The head of the most important startup farm in Silicon Valley thinks valuations are too high
Tech2 min read

Y Combinator head Sam Altman agrees with other recent complaints that early stage startups are often overvalued.

But he blames investors, not the founders who started those companies.

His remarks counter a Twitter rant earlier this month from Dave McClure of rival accelerator 500 startups, who criticized some founders for insisting on high valuations, then balking at terms that would protect small investors in case of an early exit.

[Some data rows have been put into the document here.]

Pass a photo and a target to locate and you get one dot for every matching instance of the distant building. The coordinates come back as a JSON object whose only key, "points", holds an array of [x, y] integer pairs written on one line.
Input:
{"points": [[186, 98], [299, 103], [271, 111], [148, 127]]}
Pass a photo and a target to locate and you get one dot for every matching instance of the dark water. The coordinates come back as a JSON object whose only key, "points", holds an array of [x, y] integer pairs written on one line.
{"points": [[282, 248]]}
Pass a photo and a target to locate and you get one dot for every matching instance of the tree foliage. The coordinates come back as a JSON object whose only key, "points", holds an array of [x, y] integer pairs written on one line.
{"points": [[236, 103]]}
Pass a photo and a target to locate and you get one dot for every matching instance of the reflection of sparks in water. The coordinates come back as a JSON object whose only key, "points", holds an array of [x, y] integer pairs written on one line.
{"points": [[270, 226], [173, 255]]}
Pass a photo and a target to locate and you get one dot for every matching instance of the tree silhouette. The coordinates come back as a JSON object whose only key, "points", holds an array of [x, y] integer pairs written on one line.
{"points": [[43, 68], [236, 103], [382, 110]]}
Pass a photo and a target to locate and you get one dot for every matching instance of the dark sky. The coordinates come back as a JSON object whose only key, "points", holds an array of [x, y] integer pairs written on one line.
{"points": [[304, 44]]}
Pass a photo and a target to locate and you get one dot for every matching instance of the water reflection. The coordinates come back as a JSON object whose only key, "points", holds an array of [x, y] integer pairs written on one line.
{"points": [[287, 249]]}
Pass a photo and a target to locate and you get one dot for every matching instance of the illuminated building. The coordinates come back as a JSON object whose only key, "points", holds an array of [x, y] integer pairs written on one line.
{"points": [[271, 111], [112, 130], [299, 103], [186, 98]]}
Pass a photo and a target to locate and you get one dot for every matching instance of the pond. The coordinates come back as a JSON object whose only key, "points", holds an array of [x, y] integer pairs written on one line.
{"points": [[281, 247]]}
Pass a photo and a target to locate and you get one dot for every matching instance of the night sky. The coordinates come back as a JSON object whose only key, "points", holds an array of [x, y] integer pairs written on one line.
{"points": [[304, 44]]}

McClure wrote "YOU might be worth a million (someday), but your pre-revenue company is not... and it def ain't worth $8-12M+ cap."

Here's what Altman said on Twitter earlier today:

Altman's opinion on seed-stage valuations is worth noting because Y Combinator is the most famous and certainly one of the most successful startup "accelerator" in Silicon Valley. Companies started there include two so-called decacorns - private companies valued above $10 billion - in Airbnb and Dropbox, plus numerous other big success stories like payments company Stripe (recently valued above $3 billion) and online game-viewing company Twitch (bought by Amazon for almost $1 billion last year).

These days, graduating from YC is pretty much a guarantee that a company will be able to raise at least a seed round. But these rounds are probably going to be expensive for investors.